Malachite and Chrysocolla
Chrysocolla (hydrated copper silicate) is a mineral, or more correctly classified as a mineraloid. It is of secondary origin and forms in the oxidation zones of copper ore bodies. Associated minerals are quartz, limonite, azurite, malachite, cuprites, and other secondary copper minerals.
Chrysocolla has an attractive blue-green color and is a minor ore of copper. It is typically found as glassy botryoidal or rounded masses and crusts, or vein fillings. Because of its light color, it is sometimes confused with turquoise. The name comes from the Greek chrysos, "gold", and kolla, "glue", in allusion to the name of the material used to solder gold, and was first used by Theophrastus in 315 BC.
Malachite (Copper Carbonate Hydroxide) is a famous and very popular semi-precious stone. It is named for the Greek word for "mallow", a green herb. Its banded light and dark green designs are like no other, and give it a unique appearance unlike that of any other stone. The light and dark green bands are so distinctive that malachite maybe one of the most easily recognized minerals in the world.

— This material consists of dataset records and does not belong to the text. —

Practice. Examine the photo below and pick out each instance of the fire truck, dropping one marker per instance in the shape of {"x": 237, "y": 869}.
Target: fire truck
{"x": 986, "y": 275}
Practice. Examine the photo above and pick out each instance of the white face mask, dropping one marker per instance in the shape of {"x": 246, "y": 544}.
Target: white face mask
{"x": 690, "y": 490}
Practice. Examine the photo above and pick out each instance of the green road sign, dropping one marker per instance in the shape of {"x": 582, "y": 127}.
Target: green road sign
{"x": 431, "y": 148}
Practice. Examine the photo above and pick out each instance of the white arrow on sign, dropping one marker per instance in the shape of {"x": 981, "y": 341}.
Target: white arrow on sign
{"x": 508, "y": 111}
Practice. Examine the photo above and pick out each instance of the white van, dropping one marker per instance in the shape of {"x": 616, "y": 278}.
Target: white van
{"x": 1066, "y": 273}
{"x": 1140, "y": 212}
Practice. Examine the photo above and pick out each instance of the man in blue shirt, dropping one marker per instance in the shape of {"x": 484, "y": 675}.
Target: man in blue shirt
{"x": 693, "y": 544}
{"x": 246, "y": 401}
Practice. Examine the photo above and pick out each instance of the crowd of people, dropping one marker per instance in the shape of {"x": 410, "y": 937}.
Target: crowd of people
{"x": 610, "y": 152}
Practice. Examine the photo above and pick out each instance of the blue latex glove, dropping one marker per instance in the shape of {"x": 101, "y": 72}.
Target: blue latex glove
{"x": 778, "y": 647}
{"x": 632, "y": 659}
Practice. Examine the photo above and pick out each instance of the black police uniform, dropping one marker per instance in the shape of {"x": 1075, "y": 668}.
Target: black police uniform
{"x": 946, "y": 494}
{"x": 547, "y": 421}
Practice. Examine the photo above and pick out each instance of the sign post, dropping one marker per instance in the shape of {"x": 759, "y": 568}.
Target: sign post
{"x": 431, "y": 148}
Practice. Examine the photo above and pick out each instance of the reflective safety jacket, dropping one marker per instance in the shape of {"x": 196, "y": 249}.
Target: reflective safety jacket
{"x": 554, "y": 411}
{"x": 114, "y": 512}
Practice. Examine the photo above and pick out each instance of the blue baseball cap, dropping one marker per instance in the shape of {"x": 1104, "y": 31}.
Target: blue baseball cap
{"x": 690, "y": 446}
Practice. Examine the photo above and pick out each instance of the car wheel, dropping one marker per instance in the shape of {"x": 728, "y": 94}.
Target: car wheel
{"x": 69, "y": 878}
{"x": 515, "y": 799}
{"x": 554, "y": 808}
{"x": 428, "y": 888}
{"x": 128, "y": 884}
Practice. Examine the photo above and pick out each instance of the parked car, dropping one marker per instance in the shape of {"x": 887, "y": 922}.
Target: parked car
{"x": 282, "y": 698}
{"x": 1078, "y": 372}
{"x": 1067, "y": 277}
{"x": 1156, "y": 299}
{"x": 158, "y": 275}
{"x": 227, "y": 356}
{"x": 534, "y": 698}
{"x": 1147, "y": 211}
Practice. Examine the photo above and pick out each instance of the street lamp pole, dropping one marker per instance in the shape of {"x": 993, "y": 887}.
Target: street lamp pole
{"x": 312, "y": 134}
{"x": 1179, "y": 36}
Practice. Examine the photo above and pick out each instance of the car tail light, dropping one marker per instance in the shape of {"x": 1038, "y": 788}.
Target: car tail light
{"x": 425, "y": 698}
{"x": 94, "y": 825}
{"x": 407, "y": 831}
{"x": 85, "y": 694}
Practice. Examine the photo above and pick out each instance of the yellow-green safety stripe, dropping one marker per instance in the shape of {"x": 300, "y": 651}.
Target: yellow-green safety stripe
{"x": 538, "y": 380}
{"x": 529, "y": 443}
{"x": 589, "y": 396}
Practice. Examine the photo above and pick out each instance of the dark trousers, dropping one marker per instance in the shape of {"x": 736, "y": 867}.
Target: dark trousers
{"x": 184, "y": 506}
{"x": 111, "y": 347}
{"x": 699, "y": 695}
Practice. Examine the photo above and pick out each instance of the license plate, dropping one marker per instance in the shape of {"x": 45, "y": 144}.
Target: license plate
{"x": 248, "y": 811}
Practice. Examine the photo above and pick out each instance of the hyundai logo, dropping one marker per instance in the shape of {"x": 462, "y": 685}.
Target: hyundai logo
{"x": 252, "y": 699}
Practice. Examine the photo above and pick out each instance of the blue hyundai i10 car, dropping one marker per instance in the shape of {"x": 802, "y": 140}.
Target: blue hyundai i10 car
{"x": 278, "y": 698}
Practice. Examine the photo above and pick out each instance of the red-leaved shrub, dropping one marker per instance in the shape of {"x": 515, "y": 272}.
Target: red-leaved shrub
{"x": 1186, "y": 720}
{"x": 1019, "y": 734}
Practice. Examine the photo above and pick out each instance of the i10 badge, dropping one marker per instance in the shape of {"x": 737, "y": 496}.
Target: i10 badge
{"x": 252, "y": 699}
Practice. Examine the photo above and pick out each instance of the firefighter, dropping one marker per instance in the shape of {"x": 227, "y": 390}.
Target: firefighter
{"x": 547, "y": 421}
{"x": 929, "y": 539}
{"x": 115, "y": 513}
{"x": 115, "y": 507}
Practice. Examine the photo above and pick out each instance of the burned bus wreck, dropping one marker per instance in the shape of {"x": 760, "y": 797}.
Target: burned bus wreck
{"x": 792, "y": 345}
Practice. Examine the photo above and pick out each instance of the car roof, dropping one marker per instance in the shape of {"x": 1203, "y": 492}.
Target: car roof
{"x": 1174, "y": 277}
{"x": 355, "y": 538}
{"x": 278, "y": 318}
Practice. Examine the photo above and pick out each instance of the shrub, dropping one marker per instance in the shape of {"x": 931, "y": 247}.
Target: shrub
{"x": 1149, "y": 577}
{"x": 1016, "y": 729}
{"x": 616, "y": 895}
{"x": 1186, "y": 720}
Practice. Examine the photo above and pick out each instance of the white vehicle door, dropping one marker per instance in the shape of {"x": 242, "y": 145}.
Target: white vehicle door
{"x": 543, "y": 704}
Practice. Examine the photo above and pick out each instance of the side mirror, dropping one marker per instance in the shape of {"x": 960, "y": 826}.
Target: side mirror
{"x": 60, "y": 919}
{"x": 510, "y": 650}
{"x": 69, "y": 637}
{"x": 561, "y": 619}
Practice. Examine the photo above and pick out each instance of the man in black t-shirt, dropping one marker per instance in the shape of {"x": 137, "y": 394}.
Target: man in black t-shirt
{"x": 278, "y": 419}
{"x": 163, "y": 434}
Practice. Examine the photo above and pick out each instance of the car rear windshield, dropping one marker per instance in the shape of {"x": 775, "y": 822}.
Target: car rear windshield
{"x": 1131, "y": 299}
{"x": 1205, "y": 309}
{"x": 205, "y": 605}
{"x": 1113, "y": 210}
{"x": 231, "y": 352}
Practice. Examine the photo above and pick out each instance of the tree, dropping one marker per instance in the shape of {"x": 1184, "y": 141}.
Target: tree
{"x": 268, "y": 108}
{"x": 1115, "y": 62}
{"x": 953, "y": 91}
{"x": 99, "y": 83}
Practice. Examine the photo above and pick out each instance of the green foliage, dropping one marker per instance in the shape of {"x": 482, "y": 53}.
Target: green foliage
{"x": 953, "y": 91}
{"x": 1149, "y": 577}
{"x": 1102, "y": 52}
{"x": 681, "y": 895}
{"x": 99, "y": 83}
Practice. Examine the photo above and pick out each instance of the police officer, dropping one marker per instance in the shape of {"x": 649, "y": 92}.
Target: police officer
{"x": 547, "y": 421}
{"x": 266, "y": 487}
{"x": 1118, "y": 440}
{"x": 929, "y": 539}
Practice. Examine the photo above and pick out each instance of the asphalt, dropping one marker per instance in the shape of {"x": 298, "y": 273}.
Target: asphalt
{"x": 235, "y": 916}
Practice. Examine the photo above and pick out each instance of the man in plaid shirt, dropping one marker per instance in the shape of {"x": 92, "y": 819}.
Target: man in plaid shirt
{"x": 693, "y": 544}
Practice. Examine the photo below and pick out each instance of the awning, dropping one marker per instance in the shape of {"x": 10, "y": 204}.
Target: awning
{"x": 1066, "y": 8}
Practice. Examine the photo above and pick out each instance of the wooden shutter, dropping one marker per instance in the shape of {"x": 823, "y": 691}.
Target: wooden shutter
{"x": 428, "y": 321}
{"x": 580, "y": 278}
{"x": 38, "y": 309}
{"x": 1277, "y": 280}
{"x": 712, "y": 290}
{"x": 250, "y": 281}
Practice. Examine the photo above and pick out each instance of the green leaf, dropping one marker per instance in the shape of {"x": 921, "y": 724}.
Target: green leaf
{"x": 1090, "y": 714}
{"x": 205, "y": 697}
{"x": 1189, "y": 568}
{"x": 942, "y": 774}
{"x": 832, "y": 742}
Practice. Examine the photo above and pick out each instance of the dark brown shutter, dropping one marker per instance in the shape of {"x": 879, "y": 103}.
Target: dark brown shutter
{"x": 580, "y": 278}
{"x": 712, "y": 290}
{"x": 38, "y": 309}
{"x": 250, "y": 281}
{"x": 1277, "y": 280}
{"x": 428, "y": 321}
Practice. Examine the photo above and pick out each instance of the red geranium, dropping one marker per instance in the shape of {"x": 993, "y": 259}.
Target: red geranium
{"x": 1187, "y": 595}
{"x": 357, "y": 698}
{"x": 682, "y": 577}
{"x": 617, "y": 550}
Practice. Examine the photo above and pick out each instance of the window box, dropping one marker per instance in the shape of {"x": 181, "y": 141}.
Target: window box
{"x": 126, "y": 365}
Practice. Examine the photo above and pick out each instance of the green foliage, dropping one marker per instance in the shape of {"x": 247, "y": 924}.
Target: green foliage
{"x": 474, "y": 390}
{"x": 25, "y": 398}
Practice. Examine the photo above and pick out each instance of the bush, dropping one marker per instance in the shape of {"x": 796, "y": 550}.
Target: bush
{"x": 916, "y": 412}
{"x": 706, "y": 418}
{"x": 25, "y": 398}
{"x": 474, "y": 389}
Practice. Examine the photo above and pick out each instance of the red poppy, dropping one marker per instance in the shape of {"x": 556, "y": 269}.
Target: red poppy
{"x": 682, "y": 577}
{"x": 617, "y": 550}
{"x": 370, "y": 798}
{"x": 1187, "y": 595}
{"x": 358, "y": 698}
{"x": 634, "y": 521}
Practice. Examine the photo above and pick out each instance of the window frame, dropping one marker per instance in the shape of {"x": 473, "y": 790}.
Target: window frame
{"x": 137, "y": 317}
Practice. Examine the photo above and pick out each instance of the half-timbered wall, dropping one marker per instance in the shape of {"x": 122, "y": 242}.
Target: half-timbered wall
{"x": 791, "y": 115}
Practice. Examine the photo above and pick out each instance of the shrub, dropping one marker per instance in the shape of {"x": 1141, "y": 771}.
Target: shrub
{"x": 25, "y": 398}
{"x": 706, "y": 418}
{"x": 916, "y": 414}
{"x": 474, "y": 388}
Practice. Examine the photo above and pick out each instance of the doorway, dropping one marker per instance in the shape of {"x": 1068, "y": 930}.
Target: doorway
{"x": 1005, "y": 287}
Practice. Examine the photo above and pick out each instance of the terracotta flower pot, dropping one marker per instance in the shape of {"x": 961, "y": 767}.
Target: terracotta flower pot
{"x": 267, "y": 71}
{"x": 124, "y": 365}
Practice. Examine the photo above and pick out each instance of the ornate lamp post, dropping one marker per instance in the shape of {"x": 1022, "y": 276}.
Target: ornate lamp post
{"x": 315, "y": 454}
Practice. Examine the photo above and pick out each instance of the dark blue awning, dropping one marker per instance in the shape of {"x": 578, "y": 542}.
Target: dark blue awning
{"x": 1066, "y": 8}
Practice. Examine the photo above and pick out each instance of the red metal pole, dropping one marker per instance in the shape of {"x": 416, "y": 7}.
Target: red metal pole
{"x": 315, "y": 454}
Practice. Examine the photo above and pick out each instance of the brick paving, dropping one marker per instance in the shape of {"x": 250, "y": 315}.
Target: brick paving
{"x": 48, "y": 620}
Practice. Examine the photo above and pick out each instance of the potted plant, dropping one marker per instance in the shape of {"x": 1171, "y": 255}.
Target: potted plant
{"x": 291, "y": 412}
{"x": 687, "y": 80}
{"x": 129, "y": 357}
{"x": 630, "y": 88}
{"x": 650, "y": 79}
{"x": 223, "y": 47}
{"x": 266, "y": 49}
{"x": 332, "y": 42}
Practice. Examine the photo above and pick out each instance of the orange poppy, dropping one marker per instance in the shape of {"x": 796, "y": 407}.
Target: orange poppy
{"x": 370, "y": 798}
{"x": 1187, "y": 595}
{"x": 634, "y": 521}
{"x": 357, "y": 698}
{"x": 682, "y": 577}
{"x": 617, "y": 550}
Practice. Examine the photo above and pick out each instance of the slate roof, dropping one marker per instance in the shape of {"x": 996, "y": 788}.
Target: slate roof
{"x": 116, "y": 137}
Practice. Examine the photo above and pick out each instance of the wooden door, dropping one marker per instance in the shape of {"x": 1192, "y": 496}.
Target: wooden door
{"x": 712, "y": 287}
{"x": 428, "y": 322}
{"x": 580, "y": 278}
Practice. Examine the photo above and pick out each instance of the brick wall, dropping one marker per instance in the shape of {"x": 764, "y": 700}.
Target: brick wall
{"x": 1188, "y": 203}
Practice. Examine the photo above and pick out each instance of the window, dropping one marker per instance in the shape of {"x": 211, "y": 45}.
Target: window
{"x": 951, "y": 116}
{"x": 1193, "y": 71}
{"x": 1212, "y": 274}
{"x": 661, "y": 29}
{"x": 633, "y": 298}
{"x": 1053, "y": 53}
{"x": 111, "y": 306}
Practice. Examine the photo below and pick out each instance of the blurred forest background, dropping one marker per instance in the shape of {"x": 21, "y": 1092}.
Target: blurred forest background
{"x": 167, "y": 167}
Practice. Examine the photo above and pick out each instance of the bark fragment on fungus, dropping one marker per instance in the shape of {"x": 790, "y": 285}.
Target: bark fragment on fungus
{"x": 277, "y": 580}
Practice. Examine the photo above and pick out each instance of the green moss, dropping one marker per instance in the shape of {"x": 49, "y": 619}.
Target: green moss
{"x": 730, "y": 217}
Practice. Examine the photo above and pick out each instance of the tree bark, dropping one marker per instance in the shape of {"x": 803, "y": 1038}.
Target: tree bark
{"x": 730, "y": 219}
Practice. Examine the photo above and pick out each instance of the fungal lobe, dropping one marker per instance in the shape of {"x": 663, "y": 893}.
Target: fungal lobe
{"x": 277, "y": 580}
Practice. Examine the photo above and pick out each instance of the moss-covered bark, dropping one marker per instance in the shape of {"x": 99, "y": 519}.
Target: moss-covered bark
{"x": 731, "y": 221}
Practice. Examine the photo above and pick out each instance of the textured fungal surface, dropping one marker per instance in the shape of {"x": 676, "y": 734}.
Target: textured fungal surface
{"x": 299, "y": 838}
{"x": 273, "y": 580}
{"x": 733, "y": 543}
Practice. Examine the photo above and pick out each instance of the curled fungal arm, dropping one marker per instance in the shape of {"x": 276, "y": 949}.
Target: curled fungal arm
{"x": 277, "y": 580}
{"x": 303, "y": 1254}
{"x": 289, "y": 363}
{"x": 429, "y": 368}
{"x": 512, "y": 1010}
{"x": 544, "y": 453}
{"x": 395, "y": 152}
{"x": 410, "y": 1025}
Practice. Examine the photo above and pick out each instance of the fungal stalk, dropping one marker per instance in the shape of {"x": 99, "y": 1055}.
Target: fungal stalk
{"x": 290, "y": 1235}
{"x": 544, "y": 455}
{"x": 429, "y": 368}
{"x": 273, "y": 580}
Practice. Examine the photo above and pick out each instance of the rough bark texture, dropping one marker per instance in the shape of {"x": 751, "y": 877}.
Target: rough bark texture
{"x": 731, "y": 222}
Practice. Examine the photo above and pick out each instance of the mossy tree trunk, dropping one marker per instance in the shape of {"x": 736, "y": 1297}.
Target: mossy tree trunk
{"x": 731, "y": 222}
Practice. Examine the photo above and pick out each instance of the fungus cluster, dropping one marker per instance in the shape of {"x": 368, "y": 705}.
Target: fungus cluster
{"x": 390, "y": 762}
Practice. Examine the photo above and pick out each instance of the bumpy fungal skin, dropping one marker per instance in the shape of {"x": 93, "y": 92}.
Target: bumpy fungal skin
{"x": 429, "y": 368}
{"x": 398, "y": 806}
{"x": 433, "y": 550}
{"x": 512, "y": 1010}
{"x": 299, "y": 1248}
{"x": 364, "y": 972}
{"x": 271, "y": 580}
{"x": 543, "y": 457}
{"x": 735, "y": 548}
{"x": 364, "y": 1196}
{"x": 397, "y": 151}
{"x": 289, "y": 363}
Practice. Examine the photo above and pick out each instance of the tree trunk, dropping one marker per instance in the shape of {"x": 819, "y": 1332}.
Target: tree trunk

Many beautiful specimens of malachite contain special combinations with other minerals. Such combinations are some of the most colorful mineral assortments in the mineral world. They include such stunningly colorful minerals as dark blue azurite, sparkling black mottramite, blue chrysocolla, or rusty red limonite. So common is malachite that it is associated with almost every secondary copper mineral whether they are carbonate minerals or not.